An executive at a shipping company involved in chartering out tankers noted that some charterers and owners were still digesting the development of the US airstrikes in Yemen.

As a result, not many ships were set to be taken or given today in the spot market, the executive said.

There was little reprieve as the Red Sea crisis lingered, an industry source in Singapore said. "Anything can happen ... as long as the US continues to support Israel, the Houthis will likely continue attacking ships," the source said.

Safety of the crew and cargo on board stays a prime concern, said a source at an Asian-based shipping company that has at least one ship transiting the Red Sea waters.

"I can't predict how long this situation [heightened Red Sea shipping risks] would last ... but the jitters are not going to go away that easily," he said.

Another Singapore-based shipping source noted that considering the recent airstrikes and the Houthi's continued commitment to prevent Israeli ships or those heading to the ports of occupied Palestine from navigation in the Arab and Red Seas, it would be prudent to expect a continued escalation of the conflict.

Spiraling costs

Around 12% of global trade passes through the Suez Canal, representing 30% of all global container traffic and over $1 trillion worth of goods annually.

Diverted ships have taken the longer Cape of Good Hope route, which adds about 14-21 days to voyage times, sources said.

The cost of bunker fuel per ton has ratcheted up for shippers because of the extra sailing time, with these expenses already indirectly getting manifested in higher prices of goods including food, a third shipping source in Singapore said.

The situation needs a fast resolution, he said.

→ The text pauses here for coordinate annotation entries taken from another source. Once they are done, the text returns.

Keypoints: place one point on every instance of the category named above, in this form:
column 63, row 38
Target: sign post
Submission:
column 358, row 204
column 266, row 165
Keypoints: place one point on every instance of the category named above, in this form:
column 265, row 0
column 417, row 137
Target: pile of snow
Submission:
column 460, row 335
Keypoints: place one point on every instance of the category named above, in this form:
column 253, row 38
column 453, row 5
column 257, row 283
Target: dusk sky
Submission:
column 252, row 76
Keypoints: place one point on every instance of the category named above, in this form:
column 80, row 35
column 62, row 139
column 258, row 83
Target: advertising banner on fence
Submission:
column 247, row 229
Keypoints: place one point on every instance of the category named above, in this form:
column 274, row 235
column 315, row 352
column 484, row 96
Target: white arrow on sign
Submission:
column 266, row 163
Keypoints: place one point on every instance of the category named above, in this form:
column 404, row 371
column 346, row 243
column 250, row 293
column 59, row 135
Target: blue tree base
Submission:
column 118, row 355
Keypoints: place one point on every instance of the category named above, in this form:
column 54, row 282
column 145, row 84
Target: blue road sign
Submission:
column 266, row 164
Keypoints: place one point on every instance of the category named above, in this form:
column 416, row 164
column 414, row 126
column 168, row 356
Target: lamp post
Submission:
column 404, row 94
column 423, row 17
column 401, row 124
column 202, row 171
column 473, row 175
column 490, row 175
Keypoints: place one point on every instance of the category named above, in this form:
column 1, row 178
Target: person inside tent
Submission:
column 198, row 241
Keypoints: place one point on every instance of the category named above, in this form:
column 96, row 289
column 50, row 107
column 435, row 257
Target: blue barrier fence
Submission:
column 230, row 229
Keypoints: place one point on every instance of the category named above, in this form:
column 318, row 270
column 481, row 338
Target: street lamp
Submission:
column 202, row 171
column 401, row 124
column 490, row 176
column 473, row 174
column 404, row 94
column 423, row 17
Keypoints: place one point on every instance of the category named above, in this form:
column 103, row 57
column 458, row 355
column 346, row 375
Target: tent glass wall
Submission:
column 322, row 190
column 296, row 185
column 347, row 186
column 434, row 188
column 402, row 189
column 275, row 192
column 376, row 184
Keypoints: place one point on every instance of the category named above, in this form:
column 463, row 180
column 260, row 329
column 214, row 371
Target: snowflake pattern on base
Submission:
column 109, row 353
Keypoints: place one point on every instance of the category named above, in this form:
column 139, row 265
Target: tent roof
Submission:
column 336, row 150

Compounded with the Panama Canal issue, risks of delayed shipments are likely to stay elevated although some shippers are trying to mitigate risks, he said.

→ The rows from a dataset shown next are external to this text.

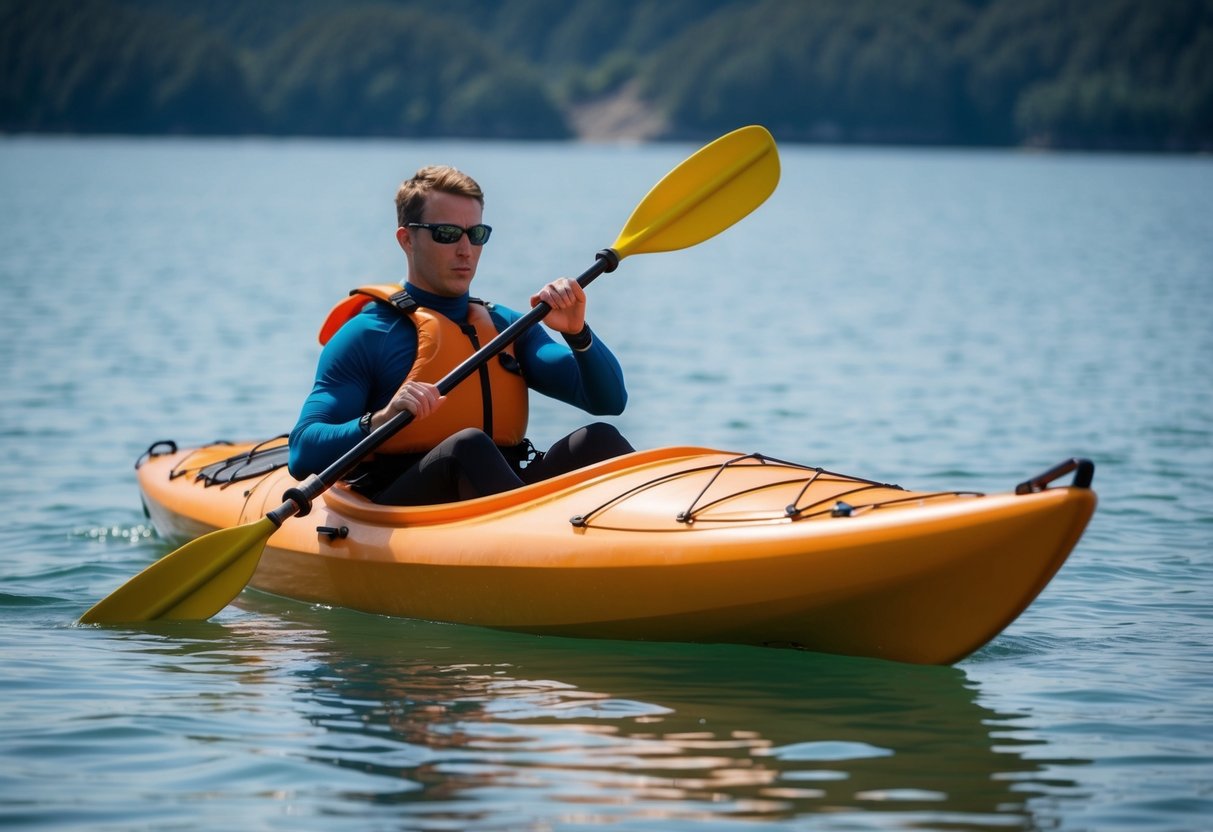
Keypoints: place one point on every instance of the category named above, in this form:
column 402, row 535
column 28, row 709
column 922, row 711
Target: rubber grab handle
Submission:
column 1085, row 471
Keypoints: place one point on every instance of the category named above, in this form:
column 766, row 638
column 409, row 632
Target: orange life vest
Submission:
column 494, row 403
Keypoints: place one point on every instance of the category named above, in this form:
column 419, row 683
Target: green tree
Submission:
column 94, row 66
column 391, row 72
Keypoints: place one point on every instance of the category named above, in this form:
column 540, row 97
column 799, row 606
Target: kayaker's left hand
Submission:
column 568, row 302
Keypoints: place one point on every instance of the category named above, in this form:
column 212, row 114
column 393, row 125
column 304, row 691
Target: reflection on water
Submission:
column 462, row 728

Maersk on Jan. 10 in a statement said it was amending its OC1 service — operating between Oceania and the Americas — as based on current and projected water levels in Gatun Lake, the Panama Canal Authority, or ACP, has made reductions to the amount and weight of vessels that can pass through the canal.

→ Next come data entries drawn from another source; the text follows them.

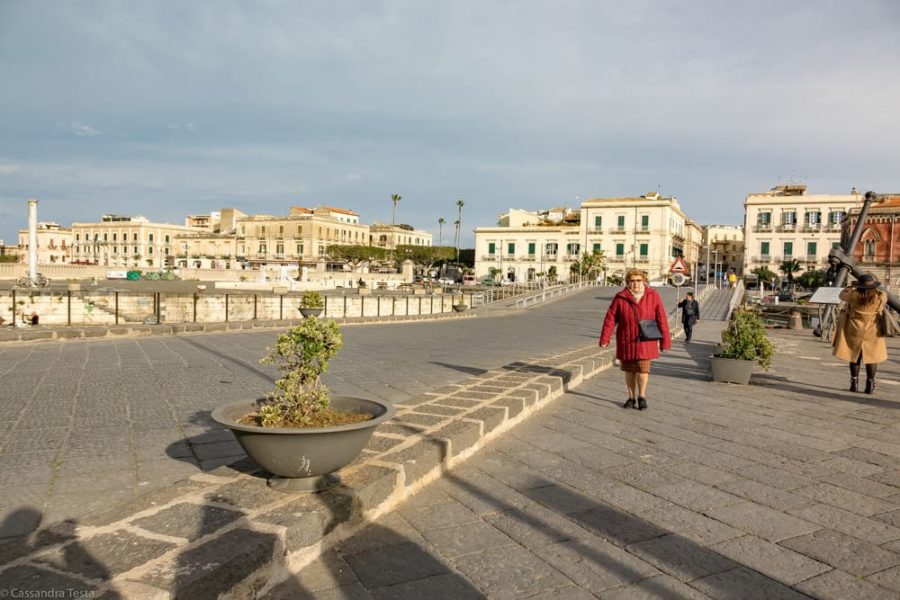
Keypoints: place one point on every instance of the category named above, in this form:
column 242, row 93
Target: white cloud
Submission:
column 82, row 130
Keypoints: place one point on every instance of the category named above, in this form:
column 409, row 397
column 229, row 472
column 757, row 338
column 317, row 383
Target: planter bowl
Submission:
column 304, row 459
column 731, row 370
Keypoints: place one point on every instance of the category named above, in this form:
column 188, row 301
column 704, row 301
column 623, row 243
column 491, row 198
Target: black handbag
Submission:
column 648, row 329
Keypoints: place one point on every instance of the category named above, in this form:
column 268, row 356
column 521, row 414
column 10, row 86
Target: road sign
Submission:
column 678, row 266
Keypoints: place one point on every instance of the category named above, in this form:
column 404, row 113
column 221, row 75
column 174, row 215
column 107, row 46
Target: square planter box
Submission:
column 731, row 370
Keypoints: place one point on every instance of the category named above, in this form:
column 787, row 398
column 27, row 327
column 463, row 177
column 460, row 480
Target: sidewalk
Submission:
column 787, row 488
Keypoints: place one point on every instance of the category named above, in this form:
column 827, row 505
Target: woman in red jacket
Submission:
column 638, row 301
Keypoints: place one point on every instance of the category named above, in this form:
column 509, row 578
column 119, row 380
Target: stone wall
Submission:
column 101, row 308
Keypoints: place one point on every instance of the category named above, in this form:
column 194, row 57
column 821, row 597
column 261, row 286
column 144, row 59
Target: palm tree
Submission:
column 459, row 205
column 789, row 267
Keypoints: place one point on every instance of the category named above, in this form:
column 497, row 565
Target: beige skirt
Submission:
column 636, row 366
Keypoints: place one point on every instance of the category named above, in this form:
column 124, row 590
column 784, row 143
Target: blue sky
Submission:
column 166, row 108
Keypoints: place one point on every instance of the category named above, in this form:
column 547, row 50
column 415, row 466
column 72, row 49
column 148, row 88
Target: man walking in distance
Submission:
column 690, row 314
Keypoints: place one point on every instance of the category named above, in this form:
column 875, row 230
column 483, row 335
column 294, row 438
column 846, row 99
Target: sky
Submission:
column 168, row 108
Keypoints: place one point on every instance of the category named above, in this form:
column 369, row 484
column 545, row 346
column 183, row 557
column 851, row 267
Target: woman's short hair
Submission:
column 632, row 272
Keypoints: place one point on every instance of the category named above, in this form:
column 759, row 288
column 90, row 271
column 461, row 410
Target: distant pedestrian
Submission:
column 856, row 338
column 637, row 302
column 690, row 314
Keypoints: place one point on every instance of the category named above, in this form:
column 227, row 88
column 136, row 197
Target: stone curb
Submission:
column 226, row 532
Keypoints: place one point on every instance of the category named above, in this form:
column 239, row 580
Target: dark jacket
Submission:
column 621, row 317
column 690, row 311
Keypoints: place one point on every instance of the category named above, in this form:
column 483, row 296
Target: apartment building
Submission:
column 385, row 235
column 299, row 237
column 123, row 241
column 878, row 250
column 726, row 250
column 787, row 223
column 54, row 244
column 646, row 232
column 524, row 245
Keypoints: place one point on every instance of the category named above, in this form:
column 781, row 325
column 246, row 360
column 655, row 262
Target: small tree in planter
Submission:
column 299, row 432
column 312, row 303
column 744, row 342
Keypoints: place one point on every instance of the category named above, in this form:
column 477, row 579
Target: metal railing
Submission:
column 550, row 293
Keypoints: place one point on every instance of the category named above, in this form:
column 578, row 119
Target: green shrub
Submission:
column 312, row 299
column 745, row 339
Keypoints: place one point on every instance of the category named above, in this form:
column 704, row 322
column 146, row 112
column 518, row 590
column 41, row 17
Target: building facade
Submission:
column 646, row 232
column 786, row 223
column 527, row 246
column 54, row 244
column 298, row 238
column 127, row 242
column 878, row 250
column 726, row 250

Mounting complexity for container shipping

The world's biggest container shippers, Mediterranean Shipping Company (MSC), CMA CGM, Maersk, Hapag-Lloyd AG, and Evergreen, have all suspended shipping via the chokepoint.

"Container shipping is a web of complex networks, and this kind of unprecedented rerouting via the Cape of Good Hope will certainly lead to the supply chain disruptions, slowing the delivery of cargo to businesses across the UK and Europe," Kapoor said.

"Billions of dollars of cargo will be spending extended time at sea and that is higher inventory costs," Kapoor said, noting that eventually these costs will be passed on to the consumers.

The effect is not only going to be felt immediately but will also have repercussions several months down the line for the supply chain, Kapoor said.

"Retailers must get used to keeping higher inventories as Supply Chain disruptions become a norm" Christian Roeloffs, cofounder and CEO of Container xChange, an online container logistics platform for container trading and container leasing, said in a statement Jan, 12.

The company said that Latin America (East and West), Japan and Korea, and Mediterranean Europe had witnessed the highest increase in container trading spot rates over the last 30 days, tracking the Red Sea turmoil.

"Average rate on China-Europe quoted this week is about $5,400/40-foot HC, up from $1,500 (3X) just the week before," it noted.

Shipping and leasing companies have placed more than 750,000 TEU ISO container orders out of China in the last two months as they demand more containers to avoid the Red Sea, it said.

Platts Container Rate 1 -- PCR 1 -- North Asia-North Europe Westbound spot cargoes were assessed at $6,000/FEU on Jan. 9, a 20% increase on the day and the highest since Sept. 22, 2022, S&P Global reported Jan. 12. The same rate was assessed at $5,750/FEU on Jan. 11 by Platts, part of S&P Global.